Ein Jahresverlust von 34,33 % mit weiterhin negativer Tendenz bei ebensolcher Gewinnprognose – die Aktie von Fiat Chrysler bringt derzeit wenig Freude. Wer vor drei Jahren zugestiegen war, verbucht zwar noch einen Wertzuwachs von 140 %, muss sich aber fragen, wann es wieder aufwärts geht.

Die Daten der NYSE sind zwar marginal schlechter als an der Börse Frankfurt, doch auch hier ist der Kurs mit 13 Euro von den 20 Euro vor einem Jahr weit entfernt. Die Fiat Chrysler-Aktie steht für einen Autohersteller, der den Namen Chrysler nur noch als Marke von Fiat führt. Der einstige US-Konzern wurde 2010 in Teilen und 2014 komplett von den Italienern übernommen. Rein aus Steuergründen verteilt sich der Hauptsitz auf Amsterdam und London.

Alter Glanz der Fiat Chrysler-Aktie verblasst

Mit dem Zukauf des 2009 von Daimler abgestoßenen Fusionspartners, der danach in die Insolvenz geriet, konnte Fiat seine Absatzmärkte erweitern. Seitdem sind nach Italien, Brasilien, Kanada, Argentinien sowie die USA die größten Abnehmer von Autos, die Fiat, Alfa Romeo, Chrysler, Dodge, Jeep oder Maserati heißen.

Die verbreiterte Basis war ein Schub für den Konzern, der Jahre zuvor selbst vor der Pleite gestanden hatte. Heute liegt er mit einem Umsatz von zuletzt 115,41 Mrd. Euro in der Größenordnung zwischen BMW und Daimler. Zu verdanken ist dies dem im Juli letzten Jahres verstorbenen Fiat-Chef Sergio Marchionne. Bis zu seinem Tod hatte die Fiat Chrysler-Aktie seit der Übernahme der Amerikaner um 350 % zugelegt.

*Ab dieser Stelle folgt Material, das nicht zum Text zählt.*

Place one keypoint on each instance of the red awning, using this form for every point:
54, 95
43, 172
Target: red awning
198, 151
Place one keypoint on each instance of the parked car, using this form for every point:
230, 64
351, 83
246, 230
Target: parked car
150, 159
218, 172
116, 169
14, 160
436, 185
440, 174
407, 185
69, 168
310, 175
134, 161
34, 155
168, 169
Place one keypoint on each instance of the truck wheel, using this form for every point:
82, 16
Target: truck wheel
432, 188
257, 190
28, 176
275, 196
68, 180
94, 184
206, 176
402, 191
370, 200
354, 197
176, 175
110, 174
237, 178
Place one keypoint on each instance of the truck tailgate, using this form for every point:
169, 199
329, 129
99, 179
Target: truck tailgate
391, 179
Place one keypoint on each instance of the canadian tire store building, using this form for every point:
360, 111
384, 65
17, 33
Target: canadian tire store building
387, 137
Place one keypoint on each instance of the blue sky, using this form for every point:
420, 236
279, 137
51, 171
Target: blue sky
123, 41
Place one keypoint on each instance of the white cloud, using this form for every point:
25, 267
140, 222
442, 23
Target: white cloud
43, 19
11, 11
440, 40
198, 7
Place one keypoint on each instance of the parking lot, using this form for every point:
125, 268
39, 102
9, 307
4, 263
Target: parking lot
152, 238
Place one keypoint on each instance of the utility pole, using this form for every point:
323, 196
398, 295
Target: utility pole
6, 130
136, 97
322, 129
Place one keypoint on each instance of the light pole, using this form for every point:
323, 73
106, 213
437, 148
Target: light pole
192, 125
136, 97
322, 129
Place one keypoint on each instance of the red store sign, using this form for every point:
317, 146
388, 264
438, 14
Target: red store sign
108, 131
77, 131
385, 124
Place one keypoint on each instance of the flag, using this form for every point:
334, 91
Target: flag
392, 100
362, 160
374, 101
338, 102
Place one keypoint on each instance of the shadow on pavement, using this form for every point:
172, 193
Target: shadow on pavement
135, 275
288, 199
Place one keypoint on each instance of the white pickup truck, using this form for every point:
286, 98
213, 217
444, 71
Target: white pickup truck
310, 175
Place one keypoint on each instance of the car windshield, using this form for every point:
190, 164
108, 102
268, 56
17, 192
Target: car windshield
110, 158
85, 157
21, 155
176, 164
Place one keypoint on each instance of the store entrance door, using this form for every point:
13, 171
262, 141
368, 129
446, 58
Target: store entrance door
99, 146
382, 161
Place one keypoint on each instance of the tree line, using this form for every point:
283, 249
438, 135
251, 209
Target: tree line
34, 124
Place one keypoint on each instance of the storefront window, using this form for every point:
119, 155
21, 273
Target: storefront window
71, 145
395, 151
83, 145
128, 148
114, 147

Als sein Nachfolger, der etwas blass wirkende Brite Mike Manley, Anfang Februar die Bilanzzahlen vorstellte, brach die Aktie von Fiat Chrysler spontan um gut 13 % ein. Zwar hatten Umsatz und Betriebsergebnis um jeweils über 4 % zugelegt, doch die gebremsten Aussichten für 2019 verschreckten Anleger. Das operative Ergebnis soll nun 6,7 Mrd. Euro über dem von 2018 liegen, erwartet wurden 7,3 Mrd. Euro.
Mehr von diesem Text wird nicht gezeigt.